Back in July, I shared a post about the School Administrators Virtual Mentor Program, a wonderful idea that my friend George Couros came up with to pair new administrators with experienced administrators during the 2013-2014 school year. If you are interested in learning more check out the SAVMP Blog here. You can also share in the learning on Twitter by following the hashtag #SAVMP.
Our assignment for week one is to answer one of the following questions: Why Do I Lead? or Why I’m an educator? As you can see from the title of the post, I chose the second option. I look forward to sharing my learning here as the year continues…Now, back to my assignment.

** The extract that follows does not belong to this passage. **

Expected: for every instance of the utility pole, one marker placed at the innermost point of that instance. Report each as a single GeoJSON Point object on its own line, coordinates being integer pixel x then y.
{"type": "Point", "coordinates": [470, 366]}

|photo via http://edelmaneditions.com/|
Somewhere on my journey to be a Major League Baseball player, I was detoured by the fact that my fastball topped out at about 70 miles per hour and my ability to hit a pitch any faster than that occurred at a success rate of well under 30%. So I quickly adjusted my plan to play professional sports and instead decided to focus on writing about them. I was much more fortunate in Plan B, landing a full-time sports writing position at a local newspaper a few years out of college. At first, it was a lot of fun covering sporting events and getting paid for it. It was even more exciting when I got to cover the Bruins beat and a few Celtics games.
However, after about a year of experiencing the routine of a full-time sports writer, I came to the conclusion that something was missing. I was not feeling the sense of connectedness and excitement that I had felt when I was able to be part of a team. After a great deal of thought, I quit what I thought was my dream job and decided to go back to school to become a teacher.
When I think about my path to “Plan C” it is clear that this was my destined path all along. First of all, I was raised by a teacher (my mom Nancy pictured below with 3 of her six grandkids). My mom raised my brother and I as a single parent after the death of my father in my middle school years and some of my fondest memories were tagging along with her to her school and classroom.
In addition, my biggest male influences through my junior high and high school years were a few of my male teachers and coaches. I can honestly say that I was blessed to have so many caring adults that helped me far beyond my academic pursuits. The truth of the matter is that school has always felt like home to me due to the nurturing environment created at the high school I attended. Ironically, many of these same teachers were big influences when I returned to my alma mater to work as an English teacher (and later an Assistant Principal).
As I enter my 17th year year as an administrator, it is unbelievably satisfying to have a career that I love so deeply. It is a privilege to be able to work in a profession where you have the ability to support the development of young people! I can only imagine where I would be today if I hadn’t been in schools where so many educators felt the same way!